Introduzione. Nel periodo compreso tra fine Ottocento e inizio Novecento si verifica una vera e propria rivoluzione che colpisce i più diversi campi del sapere e sancisce il passaggio all' uomo contemporaneo . Questa crisi è data soprattutto  dalla perdita della fiducia nel progresso e in tutta la filosofia positivista. In questo percorso interdisciplinare esamineremo l’influenza di questa “crisi delle certezze” nell’ambito filosofico con Nietzsche, nell’ambito scientifico con la crisi dei fondamenti matematici, e nell’ambito letterario con la poetica di Pirandello.

Crisi delle certezze, tesina


CRISI DELLE CERTEZZE, NIETZSCHE

Filosofia. Nietzsche e il tema della maschera - Una particolare forma di maschera: il classico.

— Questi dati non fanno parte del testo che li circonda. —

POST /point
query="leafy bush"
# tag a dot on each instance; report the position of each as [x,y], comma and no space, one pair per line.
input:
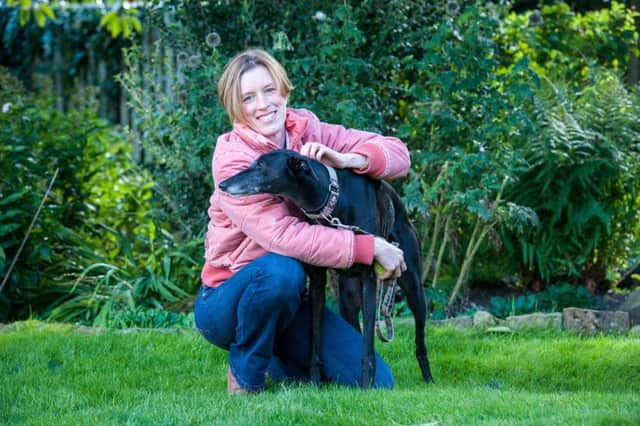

Sostanzialmente il problema della maschera è il problema del rapporto tra essere e apparenza. Da qui, possiamo vedere il rapporto che lega Nietzsche a Schopenhauer (basti pensare al velo di Maja, la liberazione dall’apparenza tramite l’ascesi, il mondo come pura illusione). Il tema della maschera in Nietzsche è legato anche alla sua esperienza diretta come filologo dove l’assunzione dell’antichità classica come modello, lo studio dell’arte e della letteratura greca, vengono usati per poter fare una critica e per poter dare un giudizio sul presente che inevitabilmente appare come decadenza e degenerazione.
In Hegel il concetto di classico (anche se non definitivo in quanto non rappresenta la forma compiuta dello spirito) è una perfetta coincidenza di interno e esterno, di cosa in sé e fenomeno; nonostante questo concetto non sia definitivo, comunque viene inscritto in un contesto dove si presuppone una possibile coincidenza tra  essenza e manifestazione.

Crisi delle certezze: tesina di maturità


CRISI DELLE CERTEZZE: TESINA LICEO SCIENTIFICO

Nietzsche invece, sotto l’influenza di Schopenhauer, considera il classico come modo di reagire difensivamente alla possibilità di questa coincidenza e di conseguenza tutti i caratteri con i quali si è soliti contraddistinguere il classico (cioè l’equilibrio, l’armonia, la perfezione) si rivelano essere nient’altro che maschere. Nonostante questo comunque Nietzsche conserva nella classicità una qualche forma di modello che però non viene più visto come realizzazione esemplare di coincidenza tra interno ed esterno, ma viene invece inteso come configurazione della divergenza tra essere e apparire, quindi una particolare forma di maschera. Nietzsche rimane quindi in un certo senso classicista, anche se individua ancora, sia pure non più nella classicità tradizionalmente intesa, un modello di cultura non decadente. Ciò significa che la decadenza e in generale la valenza negativa dei fenomeni storici, non si identifica nel suo essere maschera, cioè nel divergere dalla cosa in sé. Quindi si dovrà distinguere tra una forma di mascheramento non decadente e invece una maschera decadente. Rimane comunque in Nietzsche una residua “volontà di verità” che contraddice nettamente con la scoperta che non c’è verità possibile nell’esistenza storica.  L’approccio alla civiltà come maschera può essere assunto come motore centrale dell’ itinerario speculativo di Nietzsche dalla riflessione sui greci, fino alla nozione di superuomo (o oltreuomo). Intorno al rapporto tra essere e apparire si costituisce quindi tutto il pensiero nietzscheano.